Blue Thunder Somogyi wrote:> I''m curious if there has been any discussion of or work done
toward implementing storage classing within zpools (this would be similar to the
storage foundation QoSS feature).
There has been some discussion. AFAIK, there is no significant work
in progress. This problem is far more complex to solve than it may
first appear.
> I''ve searched the forum and inspected the documentation looking
for a means to do this, and haven''t found anything, so pardon the post
if this is redundant/superfluous.
>
> I would imagine this would require something along the lines of:
> a) the ability to catagorize devices in a zpool with thier "class of
storage", perhaps a numeric rating or otherwise, with the idea that the
fastest disks get a "1" and the slowest get a "9" (or
whatever the largest number of supported tiers would be)
This gets more complicated when devices are very asymmetric in performance.
For a current example, consider an NVRAM-backed RAID array. Writes tend to
complete very quickly, regardless of the offset. But reads can vary widely,
and may be an order of magnitude slower. However, this will not be consistent
as many of these arrays also cache reads (like JBOD track buffer caches).
Today, there are some devices which may demonstrate 2 or more orders of
magnitude difference between read and write latency.
> b) leveraging the copy-on-write nature of ZFS, when data is modified, the
new copy would be sent to the devices that were appropriate given statistical
information regarding that data''s access/modification frequency. Not
being familiar with ZFS internals, I don''t know if there would be a way
of taking advantage of the ARC knowledge of access frequency.
I think the data is there. This gets further complicated when a vdev shares
a resource with another vdev. A shared resource may not be visible to Solaris
at all, so it would be difficult (or wrong) for Solaris to make a policy with
incorrect assumptions about resource constraints.
> c) It seems to me there would need to be some trawling of the storage tiers
(probably only the fastest, as the COW migration of frequently accessed data to
fast disk would not have an analogously inherent mechanism to move idle data
down a tier) to locate data that is gathering cobwebs and stage it down to an
appropriate tier.

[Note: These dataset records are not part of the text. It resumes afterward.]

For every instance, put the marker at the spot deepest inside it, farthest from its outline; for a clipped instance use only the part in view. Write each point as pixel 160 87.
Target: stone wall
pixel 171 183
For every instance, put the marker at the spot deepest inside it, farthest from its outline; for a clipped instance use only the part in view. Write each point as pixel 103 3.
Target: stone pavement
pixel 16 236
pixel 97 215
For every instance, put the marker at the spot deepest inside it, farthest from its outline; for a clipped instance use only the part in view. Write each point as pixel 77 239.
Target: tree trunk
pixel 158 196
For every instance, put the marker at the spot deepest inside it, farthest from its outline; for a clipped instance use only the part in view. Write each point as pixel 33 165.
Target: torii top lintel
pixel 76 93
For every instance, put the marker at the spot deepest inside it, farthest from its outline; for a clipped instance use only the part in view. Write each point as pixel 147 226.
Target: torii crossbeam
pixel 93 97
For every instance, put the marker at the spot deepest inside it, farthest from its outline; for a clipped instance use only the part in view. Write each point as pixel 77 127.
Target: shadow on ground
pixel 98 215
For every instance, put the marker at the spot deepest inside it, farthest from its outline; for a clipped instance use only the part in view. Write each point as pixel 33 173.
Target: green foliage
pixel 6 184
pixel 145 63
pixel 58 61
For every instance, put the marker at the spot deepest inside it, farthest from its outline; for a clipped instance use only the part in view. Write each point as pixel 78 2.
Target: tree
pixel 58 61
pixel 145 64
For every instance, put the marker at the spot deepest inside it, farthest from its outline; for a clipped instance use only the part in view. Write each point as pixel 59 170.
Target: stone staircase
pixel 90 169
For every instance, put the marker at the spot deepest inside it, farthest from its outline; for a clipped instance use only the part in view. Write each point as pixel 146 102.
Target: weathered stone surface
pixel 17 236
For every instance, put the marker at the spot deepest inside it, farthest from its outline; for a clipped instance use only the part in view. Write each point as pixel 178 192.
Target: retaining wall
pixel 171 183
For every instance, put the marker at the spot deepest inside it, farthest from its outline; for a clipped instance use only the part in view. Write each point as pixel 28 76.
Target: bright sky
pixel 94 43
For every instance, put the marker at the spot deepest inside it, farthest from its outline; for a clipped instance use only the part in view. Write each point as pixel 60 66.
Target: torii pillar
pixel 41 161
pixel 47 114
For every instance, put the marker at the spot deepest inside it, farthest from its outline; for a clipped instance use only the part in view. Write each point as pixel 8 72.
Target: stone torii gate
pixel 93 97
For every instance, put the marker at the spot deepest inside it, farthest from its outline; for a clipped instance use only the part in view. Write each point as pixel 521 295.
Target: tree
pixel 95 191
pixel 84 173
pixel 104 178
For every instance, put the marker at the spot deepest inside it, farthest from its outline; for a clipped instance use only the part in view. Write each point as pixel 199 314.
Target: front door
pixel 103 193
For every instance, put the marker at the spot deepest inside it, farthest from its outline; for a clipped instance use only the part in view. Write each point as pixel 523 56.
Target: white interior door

Obviously it would be nice to have as much data as possible
on the fastest disks, while leaving all the free space on the dog disks, but
would also want to avoid any "write twice" behavior (not enough space
on appropriate tier so staged to slower tier and migrated up to faster disk) due
to the fastest tier being overfull.
When I follow this logical progression, I arrive at SAM-FS. Perhaps it is
better to hook ZFS info SAM-FS?
> While zpools are great for dealing with large volumes of data with
integrity and minimal management overhead, I''ve remained concerned
about the inabiity to control where data lives when using different types of
storage, eg a mix of FC and SATA disk in the extreme, mirror vs RAID-Z2, or as
subtle as high RPM small spindles vs low RPM large spindles.
There is no real difference in performance based on the interface: FC vs. SATA.

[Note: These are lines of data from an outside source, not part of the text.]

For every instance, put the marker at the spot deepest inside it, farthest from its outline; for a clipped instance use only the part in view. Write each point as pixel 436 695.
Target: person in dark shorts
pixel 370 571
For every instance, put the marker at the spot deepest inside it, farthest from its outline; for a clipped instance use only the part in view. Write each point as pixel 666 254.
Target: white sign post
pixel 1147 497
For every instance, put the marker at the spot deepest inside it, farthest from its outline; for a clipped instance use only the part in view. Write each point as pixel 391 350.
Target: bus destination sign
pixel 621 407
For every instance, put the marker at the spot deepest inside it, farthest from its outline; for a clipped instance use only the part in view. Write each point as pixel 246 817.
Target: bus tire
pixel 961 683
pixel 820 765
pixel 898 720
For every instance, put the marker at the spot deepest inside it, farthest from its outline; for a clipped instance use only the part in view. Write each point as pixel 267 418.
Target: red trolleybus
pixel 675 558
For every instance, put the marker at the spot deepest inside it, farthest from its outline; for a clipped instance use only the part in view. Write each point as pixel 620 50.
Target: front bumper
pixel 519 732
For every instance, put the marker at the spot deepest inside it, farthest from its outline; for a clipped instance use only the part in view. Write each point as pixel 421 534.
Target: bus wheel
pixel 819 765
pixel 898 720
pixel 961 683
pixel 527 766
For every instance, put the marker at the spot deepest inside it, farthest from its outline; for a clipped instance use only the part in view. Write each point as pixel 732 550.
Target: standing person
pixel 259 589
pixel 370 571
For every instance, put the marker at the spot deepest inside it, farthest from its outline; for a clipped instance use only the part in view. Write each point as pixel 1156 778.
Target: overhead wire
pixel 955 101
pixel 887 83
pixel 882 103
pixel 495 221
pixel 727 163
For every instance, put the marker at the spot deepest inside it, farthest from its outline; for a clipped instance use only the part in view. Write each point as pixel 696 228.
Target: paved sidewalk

So it would be a bad idea to base a policy on the interface type.
> For instance, if you had a database that you know has 100GB of dynamic data
and 900GB of more stable data, with the above capabilities you could allocate
the appropriate ratio of FC and SATA disk and be confident that the data would
naturally migrate to it''s appropriate underlying storage. Of course
there are ways of using multiple zpools with the different storage types and
table spaces to locate the data onto the appropriate zpool, but this is
undermining the "minimal management" appeal of ZFS.

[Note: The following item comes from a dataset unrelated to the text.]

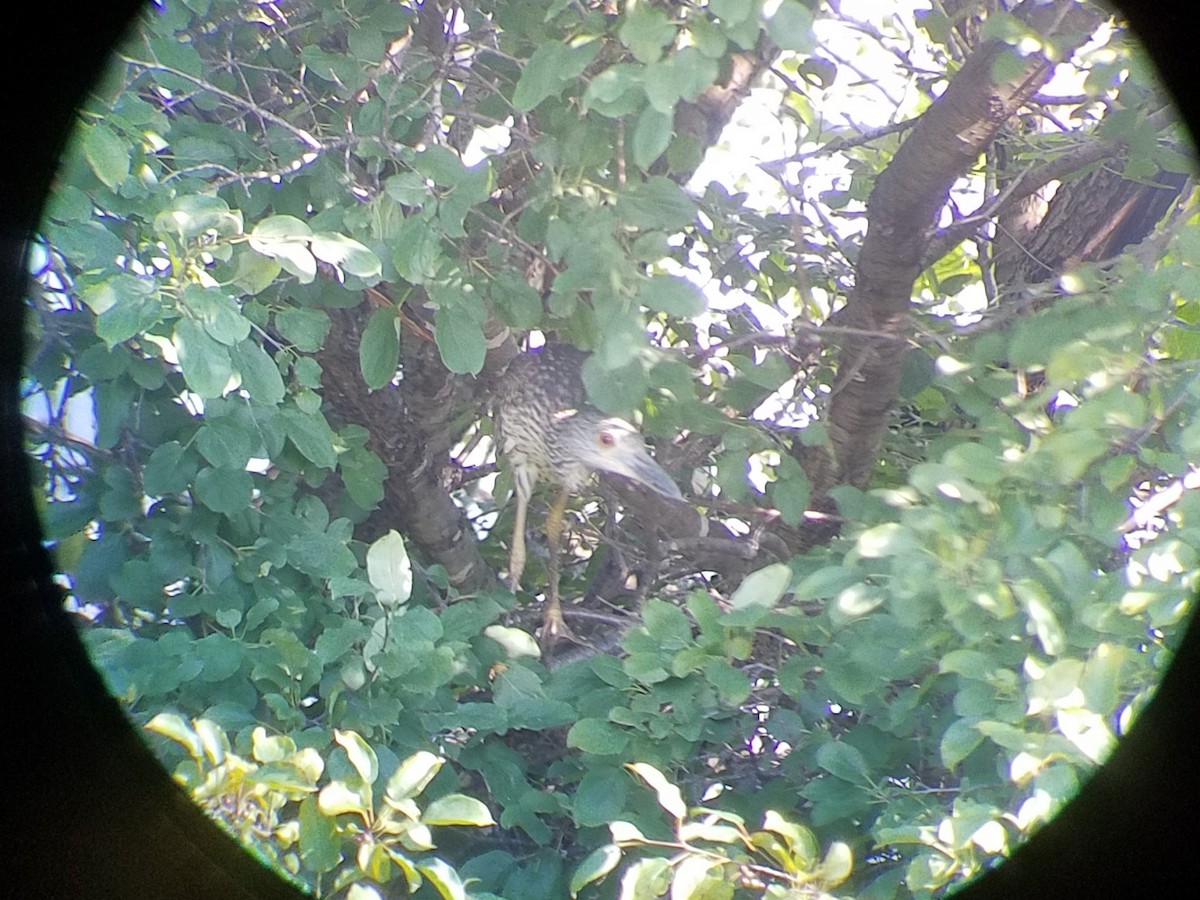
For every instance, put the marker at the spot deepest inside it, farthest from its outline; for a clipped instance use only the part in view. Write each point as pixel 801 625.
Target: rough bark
pixel 901 214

The people who tend to really care about performance will do what is needed
to get performance, and that doesn''t include intentially using slow
devices.
Perhaps you are thinking of a different market demographic?
> Anyhow, just curious if this concept has come up before and if there are
any plans around it (or something similar).
Statistically, it is hard to beat stochastically spreading wide and far.